Question

ABCD is a parallelogram, and AE and CF bisect $\angle A$ and $\angle C$ respectively. Prove that $AE\parallel FC$.

Answer 1

Hint: In this given question, we can use the concept of transversal on two lines in order to solve it and get the required proof. As we know in the case of a transversal the corresponding angles are equal and also alternate interior angles are equal. So, here we can prove that $\angle EAF=\angle CFB$. As these are equal corresponding angles, the two line segments, AE and FC, are parallel.

Complete step-by-step answer:
In this given question, it is provided that ABCD is a parallelogram in which AE and CF bisect $\angle A$ and $\angle C$ respectively and we are asked to prove that $AE\parallel FC$.

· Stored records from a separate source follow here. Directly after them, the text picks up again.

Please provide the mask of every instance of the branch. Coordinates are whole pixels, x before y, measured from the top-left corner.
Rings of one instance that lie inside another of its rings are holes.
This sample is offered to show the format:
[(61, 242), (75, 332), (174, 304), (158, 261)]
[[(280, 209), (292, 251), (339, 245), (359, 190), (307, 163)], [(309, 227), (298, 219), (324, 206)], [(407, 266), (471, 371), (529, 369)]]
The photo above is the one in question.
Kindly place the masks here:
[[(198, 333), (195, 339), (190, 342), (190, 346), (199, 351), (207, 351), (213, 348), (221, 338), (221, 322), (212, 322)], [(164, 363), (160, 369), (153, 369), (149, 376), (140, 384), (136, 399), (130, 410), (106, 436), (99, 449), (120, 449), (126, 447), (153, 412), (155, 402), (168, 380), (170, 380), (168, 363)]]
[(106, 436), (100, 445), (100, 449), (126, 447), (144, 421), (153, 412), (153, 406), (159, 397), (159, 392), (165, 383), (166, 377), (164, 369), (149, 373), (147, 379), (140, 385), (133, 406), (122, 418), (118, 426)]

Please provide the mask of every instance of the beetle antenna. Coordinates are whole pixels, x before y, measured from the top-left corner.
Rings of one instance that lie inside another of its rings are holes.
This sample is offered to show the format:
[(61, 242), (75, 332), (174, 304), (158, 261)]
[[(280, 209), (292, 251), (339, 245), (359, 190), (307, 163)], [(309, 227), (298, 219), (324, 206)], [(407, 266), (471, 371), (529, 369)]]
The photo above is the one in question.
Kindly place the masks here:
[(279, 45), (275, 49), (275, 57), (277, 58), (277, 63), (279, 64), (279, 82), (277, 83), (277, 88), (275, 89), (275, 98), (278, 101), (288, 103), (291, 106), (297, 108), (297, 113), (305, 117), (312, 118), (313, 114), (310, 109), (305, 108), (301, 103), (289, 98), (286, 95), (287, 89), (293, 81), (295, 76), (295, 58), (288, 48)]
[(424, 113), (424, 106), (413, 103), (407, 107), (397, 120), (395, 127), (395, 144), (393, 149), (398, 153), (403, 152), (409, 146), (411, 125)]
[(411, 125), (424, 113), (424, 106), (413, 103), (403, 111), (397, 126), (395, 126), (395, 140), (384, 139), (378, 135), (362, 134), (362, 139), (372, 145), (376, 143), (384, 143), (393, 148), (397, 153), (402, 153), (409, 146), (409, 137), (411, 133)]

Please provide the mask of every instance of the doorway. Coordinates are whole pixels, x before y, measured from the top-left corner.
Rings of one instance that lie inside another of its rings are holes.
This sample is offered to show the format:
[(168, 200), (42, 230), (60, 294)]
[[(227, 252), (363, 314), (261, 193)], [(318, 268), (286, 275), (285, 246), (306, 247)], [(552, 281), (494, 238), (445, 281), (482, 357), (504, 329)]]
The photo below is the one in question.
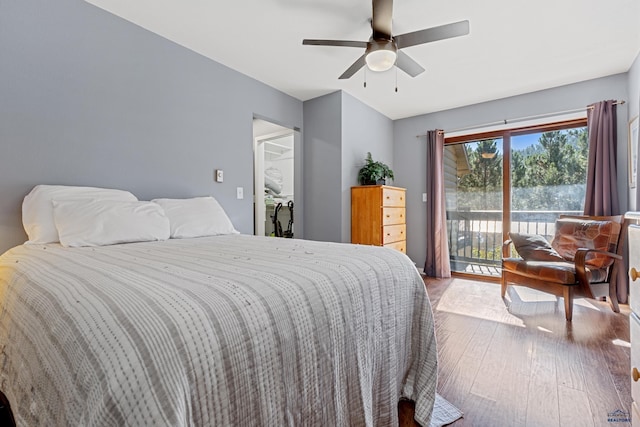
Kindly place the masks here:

We are going to use the concept of transversal to two lines to prove the asked condition.
In order to prove $AE\parallel FC$, it is sufficient to prove that any pair of the corresponding angles are equal as parallel lines have equal corresponding angles.
The proof is as follows:
We know that the opposite angles of a parallelogram are equal.
So, $\angle A=\angle C$
$\Rightarrow \dfrac{1}{2}\angle A=\dfrac{1}{2}\angle C$
$\Rightarrow \angle EAF=\angle ECF............(1.1)$ (As AE and CF bisect $\angle A$ and $\angle C$ respectively as given in the question)
Now, we know that alternate interior angles in the case of a transversal on two lines are also equal.
So, $\angle ECF=\angle CFB..............(1.2)$
From equation 1.1 and 1.2, we get
$\begin{align}
  & \angle EAF=\angle ECF=\angle CFB \\
 & \Rightarrow \angle EAF=\angle CFB...............(1.3) \\
\end{align}$
Now, $\angle EAF\text{ }and\text{ }\angle CFB$ are corresponding angles of transversal AB on AE and FC. Also from equation 1.3, we get that $\angle EAF=\angle CFB$.
Therefore, we get a pair of equal corresponding angles on AE and FC.
Hence, it is proved that $ AE \ parallel FC $, as the condition is satisfied correctly.
Note: In equation (1.1), we should be careful to state that AE and CF bisect the angles $\angle A$ and angle $\angle C$ as it is mentioned in the question and does not follow from any other law of parallelogram.